Kenal sejak SMP. Masa-masa dimana kayaknya hidup masih enteng-enteng saja dan belum terlalu berisik. Bagiku, dia adalah orang yang cukup lawak dan ambisius. Kalau sudah menginginkan sesuatu, akan dikejar sampai dapat. Karena baginya hidup tidak akan berubah kalau cuma ditunggu. Walaupun sering juga terlalu cepat mengambil keputusan. She loves her family very much.
Aku merasa bisa match with her karena selera humornya sama. Bisa ketawa hanya karena melihat plastik kresek terbang, bayangan sendiri atau benda-benda yang bentukannya aneh. Mungkin kalau diceritakan ke orang lain hanya akan dibalas dengan tatapan bingung.

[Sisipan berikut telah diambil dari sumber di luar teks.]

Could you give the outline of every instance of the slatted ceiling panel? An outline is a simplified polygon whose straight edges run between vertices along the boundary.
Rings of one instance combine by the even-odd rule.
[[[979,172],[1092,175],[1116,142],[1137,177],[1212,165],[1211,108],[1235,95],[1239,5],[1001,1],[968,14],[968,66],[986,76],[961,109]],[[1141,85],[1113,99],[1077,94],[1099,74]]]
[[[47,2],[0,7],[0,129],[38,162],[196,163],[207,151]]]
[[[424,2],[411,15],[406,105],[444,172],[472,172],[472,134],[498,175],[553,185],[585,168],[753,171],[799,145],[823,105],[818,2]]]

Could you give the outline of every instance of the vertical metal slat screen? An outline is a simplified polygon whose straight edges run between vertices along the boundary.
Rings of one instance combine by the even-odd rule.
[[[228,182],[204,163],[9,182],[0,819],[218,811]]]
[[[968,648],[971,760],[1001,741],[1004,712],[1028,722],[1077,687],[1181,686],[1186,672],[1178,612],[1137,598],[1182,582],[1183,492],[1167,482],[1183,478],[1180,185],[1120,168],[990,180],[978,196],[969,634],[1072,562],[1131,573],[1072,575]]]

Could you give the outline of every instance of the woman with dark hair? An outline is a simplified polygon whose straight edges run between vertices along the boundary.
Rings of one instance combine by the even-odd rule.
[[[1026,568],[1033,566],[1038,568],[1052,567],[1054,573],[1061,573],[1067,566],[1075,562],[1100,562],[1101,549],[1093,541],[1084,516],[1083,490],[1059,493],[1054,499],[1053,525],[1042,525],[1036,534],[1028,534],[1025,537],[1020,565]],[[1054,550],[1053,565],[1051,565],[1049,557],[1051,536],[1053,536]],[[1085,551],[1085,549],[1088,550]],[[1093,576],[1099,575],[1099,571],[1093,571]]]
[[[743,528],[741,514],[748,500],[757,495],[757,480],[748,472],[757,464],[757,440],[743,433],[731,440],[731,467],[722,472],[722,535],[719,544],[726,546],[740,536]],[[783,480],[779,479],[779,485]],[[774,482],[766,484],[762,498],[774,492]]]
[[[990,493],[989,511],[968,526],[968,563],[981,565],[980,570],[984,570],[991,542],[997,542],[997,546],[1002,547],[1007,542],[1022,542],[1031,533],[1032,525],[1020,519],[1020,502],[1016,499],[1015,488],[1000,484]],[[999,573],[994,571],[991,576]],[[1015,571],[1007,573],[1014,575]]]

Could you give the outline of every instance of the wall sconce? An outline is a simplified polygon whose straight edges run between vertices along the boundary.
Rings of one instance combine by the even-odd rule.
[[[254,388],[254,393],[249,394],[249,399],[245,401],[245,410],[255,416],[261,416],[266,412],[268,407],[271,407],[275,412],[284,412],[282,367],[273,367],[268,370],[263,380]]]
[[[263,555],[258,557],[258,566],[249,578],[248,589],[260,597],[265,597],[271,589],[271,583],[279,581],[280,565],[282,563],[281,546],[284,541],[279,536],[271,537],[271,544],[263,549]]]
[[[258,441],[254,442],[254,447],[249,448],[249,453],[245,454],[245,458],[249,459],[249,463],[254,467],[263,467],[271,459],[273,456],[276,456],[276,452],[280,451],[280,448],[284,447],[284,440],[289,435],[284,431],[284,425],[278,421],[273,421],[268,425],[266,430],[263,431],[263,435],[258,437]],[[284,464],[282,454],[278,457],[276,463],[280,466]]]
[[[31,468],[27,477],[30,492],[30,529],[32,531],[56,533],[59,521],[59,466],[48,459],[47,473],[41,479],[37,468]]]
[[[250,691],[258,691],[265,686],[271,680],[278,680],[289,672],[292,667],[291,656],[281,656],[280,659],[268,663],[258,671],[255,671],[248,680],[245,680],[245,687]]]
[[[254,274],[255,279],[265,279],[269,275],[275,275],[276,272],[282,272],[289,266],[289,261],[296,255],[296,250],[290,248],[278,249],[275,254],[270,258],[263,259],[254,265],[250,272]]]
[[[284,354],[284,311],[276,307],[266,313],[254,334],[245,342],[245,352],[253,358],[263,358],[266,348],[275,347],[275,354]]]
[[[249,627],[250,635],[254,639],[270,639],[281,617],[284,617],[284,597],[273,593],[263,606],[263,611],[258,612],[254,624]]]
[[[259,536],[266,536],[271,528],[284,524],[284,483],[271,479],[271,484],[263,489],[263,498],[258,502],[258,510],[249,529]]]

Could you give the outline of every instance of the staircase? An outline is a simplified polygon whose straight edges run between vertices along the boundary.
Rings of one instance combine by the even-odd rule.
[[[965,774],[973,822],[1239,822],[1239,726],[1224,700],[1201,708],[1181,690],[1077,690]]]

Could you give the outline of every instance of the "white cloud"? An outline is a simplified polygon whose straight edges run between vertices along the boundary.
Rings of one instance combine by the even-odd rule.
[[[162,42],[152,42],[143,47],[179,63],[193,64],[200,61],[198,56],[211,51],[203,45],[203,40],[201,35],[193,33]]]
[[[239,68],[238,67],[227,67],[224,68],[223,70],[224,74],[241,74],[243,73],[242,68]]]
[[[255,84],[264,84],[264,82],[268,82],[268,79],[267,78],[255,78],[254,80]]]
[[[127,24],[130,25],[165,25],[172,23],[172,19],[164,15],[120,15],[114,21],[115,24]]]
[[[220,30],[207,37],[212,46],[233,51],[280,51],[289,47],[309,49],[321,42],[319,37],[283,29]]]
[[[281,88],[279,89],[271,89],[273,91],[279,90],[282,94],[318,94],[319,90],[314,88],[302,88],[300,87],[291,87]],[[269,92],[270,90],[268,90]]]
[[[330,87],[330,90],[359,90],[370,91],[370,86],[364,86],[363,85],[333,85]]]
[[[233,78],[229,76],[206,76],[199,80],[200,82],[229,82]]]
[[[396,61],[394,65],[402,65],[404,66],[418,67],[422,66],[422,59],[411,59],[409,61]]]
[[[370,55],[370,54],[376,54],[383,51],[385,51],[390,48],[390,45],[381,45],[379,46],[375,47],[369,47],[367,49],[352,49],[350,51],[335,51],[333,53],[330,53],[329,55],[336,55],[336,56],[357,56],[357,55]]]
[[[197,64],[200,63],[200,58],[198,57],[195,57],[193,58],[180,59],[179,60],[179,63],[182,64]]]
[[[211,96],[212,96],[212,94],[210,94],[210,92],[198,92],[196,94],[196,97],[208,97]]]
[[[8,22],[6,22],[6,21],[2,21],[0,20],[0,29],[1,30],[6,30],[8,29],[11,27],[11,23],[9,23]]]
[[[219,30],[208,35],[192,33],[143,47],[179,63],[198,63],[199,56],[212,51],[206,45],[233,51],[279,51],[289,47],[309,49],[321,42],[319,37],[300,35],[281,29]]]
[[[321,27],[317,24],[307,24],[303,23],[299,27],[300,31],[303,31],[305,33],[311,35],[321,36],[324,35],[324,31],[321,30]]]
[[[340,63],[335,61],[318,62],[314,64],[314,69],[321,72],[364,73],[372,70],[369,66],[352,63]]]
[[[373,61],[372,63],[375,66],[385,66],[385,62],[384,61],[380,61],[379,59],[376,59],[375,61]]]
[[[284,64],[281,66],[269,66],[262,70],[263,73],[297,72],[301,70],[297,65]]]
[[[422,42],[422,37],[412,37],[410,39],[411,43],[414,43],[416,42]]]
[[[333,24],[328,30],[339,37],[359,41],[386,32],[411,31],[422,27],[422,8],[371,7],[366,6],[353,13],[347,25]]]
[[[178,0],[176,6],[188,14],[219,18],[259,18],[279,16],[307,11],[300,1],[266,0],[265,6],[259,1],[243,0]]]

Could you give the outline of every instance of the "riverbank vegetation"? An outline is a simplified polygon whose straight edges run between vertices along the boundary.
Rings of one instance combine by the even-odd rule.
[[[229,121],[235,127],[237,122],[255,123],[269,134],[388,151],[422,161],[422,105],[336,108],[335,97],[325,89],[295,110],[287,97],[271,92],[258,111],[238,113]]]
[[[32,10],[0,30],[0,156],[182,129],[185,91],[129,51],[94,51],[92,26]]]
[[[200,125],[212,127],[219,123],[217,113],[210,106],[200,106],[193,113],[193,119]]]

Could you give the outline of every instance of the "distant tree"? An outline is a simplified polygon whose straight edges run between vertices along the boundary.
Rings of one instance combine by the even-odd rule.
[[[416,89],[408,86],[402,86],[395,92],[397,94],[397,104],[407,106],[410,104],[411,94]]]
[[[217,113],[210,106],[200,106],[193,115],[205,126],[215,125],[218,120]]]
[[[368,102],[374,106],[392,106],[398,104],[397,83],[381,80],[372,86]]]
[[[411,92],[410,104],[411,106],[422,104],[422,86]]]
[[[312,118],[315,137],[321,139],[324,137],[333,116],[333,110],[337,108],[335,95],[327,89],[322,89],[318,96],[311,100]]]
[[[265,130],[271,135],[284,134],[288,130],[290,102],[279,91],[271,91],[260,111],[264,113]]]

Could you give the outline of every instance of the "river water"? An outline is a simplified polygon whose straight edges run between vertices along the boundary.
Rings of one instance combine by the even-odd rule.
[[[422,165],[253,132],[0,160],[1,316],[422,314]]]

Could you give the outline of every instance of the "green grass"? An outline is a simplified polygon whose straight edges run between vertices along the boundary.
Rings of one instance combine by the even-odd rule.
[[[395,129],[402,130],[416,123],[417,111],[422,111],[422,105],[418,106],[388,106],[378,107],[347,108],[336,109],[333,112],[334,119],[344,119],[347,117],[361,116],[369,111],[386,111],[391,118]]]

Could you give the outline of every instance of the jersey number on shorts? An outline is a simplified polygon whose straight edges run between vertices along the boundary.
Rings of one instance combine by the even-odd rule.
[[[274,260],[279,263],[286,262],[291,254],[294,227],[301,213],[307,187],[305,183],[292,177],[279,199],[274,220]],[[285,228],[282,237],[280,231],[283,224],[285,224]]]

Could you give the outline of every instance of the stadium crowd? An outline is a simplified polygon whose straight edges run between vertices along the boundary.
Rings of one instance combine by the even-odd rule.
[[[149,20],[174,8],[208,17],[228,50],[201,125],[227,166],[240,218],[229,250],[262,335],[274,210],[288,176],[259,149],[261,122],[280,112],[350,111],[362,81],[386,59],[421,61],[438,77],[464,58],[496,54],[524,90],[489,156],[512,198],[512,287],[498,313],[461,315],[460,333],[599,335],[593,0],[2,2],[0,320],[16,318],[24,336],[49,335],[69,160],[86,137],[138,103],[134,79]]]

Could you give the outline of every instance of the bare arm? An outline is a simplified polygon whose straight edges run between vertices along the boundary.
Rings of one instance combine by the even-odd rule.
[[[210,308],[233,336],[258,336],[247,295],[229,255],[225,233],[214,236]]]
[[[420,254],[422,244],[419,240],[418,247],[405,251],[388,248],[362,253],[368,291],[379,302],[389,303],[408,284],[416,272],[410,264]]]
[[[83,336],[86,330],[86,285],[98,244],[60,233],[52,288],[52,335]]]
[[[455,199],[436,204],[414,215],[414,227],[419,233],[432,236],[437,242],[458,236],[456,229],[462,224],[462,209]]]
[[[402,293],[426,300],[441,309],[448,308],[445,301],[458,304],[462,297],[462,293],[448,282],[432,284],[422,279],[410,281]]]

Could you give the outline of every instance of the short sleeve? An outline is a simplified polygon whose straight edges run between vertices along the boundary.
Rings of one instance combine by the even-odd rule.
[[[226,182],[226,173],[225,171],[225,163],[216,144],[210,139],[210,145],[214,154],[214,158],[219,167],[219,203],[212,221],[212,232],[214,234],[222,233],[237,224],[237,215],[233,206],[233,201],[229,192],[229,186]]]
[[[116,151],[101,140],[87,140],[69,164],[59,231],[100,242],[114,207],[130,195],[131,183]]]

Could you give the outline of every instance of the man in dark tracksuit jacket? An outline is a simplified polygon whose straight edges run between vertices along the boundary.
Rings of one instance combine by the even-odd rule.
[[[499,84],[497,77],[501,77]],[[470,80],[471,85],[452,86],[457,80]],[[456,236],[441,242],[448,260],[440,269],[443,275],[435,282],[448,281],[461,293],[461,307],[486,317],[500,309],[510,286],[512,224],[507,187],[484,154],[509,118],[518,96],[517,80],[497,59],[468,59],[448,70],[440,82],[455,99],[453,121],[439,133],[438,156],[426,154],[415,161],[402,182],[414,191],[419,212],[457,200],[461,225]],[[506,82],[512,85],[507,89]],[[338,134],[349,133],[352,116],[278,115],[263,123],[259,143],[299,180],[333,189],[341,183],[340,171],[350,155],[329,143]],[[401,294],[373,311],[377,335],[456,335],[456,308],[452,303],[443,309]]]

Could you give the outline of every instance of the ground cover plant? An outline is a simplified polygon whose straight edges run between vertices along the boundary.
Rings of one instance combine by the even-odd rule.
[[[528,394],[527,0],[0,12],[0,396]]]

Dulu, ku pikir kami akan selalu punya waktu yang banyak. Berkeliling naik motor, haha hihi tidak jelas, saling mengejek, dan berargumen hal-hal yang sekarang rasanya konyol kalau diceritakan kembali.
Tapi memang benar, pada akhirnya setiap orang punya rutenya sendiri.
Dia seorang istri sekaligus seorang ibu. Dia punya rumah untuk diurus, suami untuk saling berbagi, anak-anak yang butuh perhatian mulai dari bangun tidur hingga tidur lagi. Dunia yang sibuk tapi hangat. Sedangkan aku selalu sibuk dengan deadline yang terus berputar. Hari-hari yang dilewati rasanya panjang tapi berlalu begitu cepat.
Kami berdua sama-sama punya dunia sendiri. Sama-sama sibuk, sama-sama capek, dan mau tidak mau, sama-sama berubah.
Aku sering merasa ada jarak yang pelan-pelan tumbuh di antara kami. Jarak yang tipis, hampir tidak terlihat, tapi terasa. Jarak yang tidak pernah dibicarakan, tapi disadari.
Aku sering ingin mengirim pesan panjang padanya. How's your day? Or my day is so... Tapi selalu ada rasa takut akan mengganggunya, takut waktunya tidak pas.
Aku tahu dia pun punya cerita. Tentang anaknya yang rewel, rumahnya yang tidak pernah selesai dibersihkan, tentang capek yang kadang datang tanpa permisi. Tapi, mungkin dia pun menahan diri. Mengira aku sibuk, atau mengira ceritanya tidak lagi cocok dengan duniaku.
Dan saat saling menahan, saat itulah jarak mulai tumbuh.
Aku merindukan waktu itu. Merindukan haha hihi yang tidak sulit didapatkan, tidak perlu ditunggu, dan tidak perlu dibuat-buat.
Aku bangga padanya. Dia banyak berubah. Jauh dari sebelumnya, ia meninggalkan banyak hal yang mungkin sudah tidak seharusnya. Dan ku rasa, dia dan orang-orang yang menyayanginya pun bangga pada dirinya.
Aku juga bangga pada kami. Karena kami tidak saling meninggalkan meski ritme kehidupan berubah, dan bangga karena kami tetap menemukan satu sama lain, meski ada jeda.
Mungkin inilah cara persahabatan dewasa bekerja. Tidak selalu dekat, tidak selalu hadir. Tapi tetap tinggal, tetap ada, dan tetap jadi bagian dari diri kami.